A new Seattle-based startup focused on electric vehicles (EVs), claims to be the first company to offer third-party reports on the battery life and range of used EVs to help car buyers. Roughly half of American car buyers say they expect to own an electric car in the next 10 years according to recent surveys, but so far sales have been miniscule. Recurrent claims the lack of reliable information about battery condition and actual range stops most of those purchasers from choosing EVs.
“Imagine buying a traditional used car without knowing the odometer reading.
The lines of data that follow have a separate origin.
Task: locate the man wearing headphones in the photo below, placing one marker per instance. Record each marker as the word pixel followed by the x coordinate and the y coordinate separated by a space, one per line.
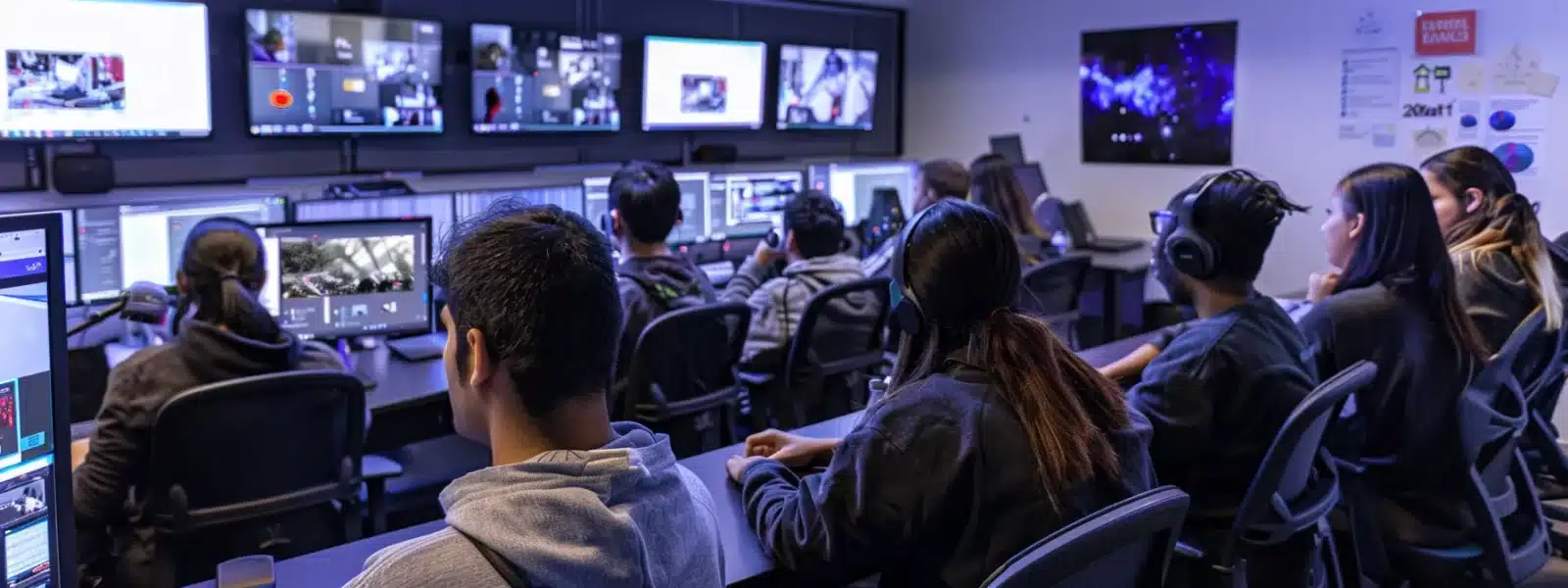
pixel 814 261
pixel 1223 386
pixel 645 208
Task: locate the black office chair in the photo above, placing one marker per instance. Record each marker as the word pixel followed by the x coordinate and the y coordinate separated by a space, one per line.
pixel 1294 488
pixel 263 465
pixel 831 353
pixel 1126 545
pixel 1510 538
pixel 1051 290
pixel 682 381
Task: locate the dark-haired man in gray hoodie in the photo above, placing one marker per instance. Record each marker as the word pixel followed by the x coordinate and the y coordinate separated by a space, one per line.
pixel 533 318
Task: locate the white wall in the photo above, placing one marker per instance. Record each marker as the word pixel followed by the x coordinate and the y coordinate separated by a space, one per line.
pixel 979 68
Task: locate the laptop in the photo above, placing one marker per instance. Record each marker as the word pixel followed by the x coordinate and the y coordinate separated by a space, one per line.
pixel 1084 237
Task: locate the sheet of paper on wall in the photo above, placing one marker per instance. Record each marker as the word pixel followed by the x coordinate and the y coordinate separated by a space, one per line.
pixel 1513 68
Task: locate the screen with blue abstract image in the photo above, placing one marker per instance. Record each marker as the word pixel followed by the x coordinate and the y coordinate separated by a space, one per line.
pixel 1159 94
Battery health is the new odometer for electric vehicles, and we’re bringing transparency to it,” said Recurrent co-founder Scott Case.
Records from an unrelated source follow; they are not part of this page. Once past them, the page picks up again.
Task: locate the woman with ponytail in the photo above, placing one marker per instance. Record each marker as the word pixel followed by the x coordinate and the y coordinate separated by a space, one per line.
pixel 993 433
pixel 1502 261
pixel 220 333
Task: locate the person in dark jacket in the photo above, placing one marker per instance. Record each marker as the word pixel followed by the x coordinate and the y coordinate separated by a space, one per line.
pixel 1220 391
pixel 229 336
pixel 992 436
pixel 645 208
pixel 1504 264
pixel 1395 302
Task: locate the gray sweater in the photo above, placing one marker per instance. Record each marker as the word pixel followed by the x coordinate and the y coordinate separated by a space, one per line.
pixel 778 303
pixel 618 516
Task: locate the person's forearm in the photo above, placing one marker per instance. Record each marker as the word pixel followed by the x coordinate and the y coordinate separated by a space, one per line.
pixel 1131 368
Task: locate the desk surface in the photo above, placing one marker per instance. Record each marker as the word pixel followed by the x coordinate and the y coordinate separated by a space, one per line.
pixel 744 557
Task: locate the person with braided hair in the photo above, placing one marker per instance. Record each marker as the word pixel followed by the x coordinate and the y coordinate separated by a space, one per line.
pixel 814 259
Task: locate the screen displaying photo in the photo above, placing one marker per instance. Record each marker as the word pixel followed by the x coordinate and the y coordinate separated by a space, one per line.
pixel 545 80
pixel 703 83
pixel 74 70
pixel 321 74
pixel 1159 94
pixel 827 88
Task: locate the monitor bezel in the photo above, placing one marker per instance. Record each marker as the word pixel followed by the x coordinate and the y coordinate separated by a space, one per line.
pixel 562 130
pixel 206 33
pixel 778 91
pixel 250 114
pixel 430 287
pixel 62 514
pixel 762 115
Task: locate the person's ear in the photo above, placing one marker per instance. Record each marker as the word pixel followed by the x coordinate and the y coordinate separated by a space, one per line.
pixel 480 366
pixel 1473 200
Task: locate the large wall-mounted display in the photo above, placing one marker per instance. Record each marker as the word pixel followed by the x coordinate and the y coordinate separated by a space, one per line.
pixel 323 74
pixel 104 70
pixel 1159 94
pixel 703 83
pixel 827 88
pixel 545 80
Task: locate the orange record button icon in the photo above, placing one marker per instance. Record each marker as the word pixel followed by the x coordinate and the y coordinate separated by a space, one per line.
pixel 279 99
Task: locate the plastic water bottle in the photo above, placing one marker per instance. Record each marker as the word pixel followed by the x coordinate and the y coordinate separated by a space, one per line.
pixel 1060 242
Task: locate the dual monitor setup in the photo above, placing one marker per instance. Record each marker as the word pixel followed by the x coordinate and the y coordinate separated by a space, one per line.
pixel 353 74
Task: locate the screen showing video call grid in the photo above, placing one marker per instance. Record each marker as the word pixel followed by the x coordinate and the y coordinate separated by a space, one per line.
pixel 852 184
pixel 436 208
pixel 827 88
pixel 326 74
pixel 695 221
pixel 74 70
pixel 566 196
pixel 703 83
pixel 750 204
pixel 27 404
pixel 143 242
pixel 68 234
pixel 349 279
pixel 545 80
Recurrent’s vehicle reports are available through participating car dealer websites, and EV buyers can request them directly online at www.recurrentauto.com.
“Recurrent is working on an important question we get all the time from our customers at iDrive,” said Dink Davis, Owner, iDrive1 Motorcars. “We’re one of the largest pre-owned Tesla dealerships in the country and are thrilled to offer Recurrent’s vehicle reports to our customers.”
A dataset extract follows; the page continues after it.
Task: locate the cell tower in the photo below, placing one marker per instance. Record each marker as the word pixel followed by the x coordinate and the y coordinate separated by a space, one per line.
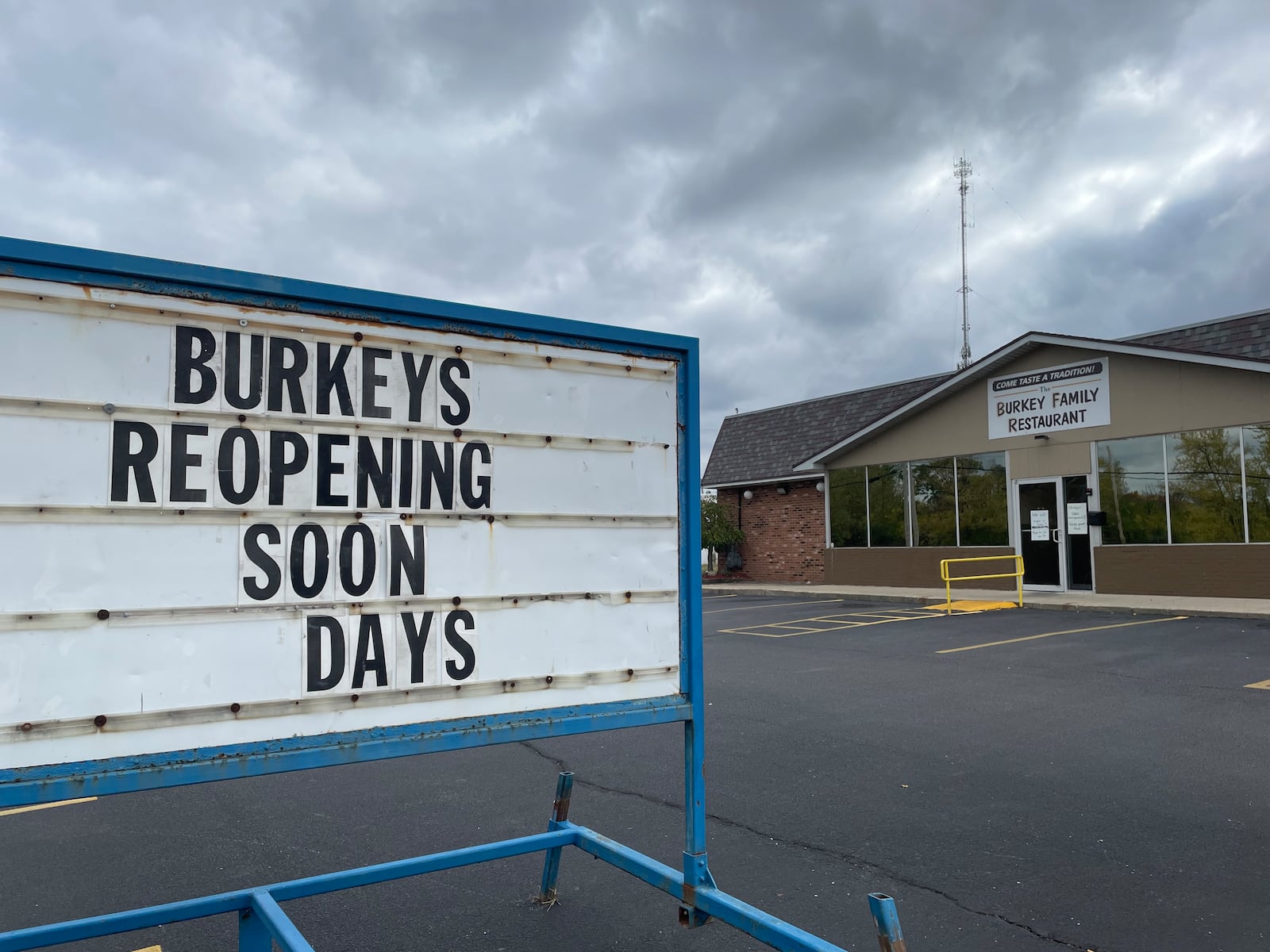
pixel 963 171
To build its independent reports analyzing battery condition and projecting longevity, Recurrent’s nationwide fleet of volunteer EV drivers provide detailed data on range and battery conditions for their vehicles. By using thousands of cars with different battery pack configurations, from different manufacturers, in different operating environments and with different ages and odometer readings, Recurrent has built up a unique data set to train its predictive algorithms to predict future battery life and range for nearly every used EV for sale.
The team behind Recurrent’s technology includes battery scientists from University of Washington’s Chemical Engineering program and technical advisors from Stanford University, Columbia University, University of Washington and Lawrence Berkeley Labs.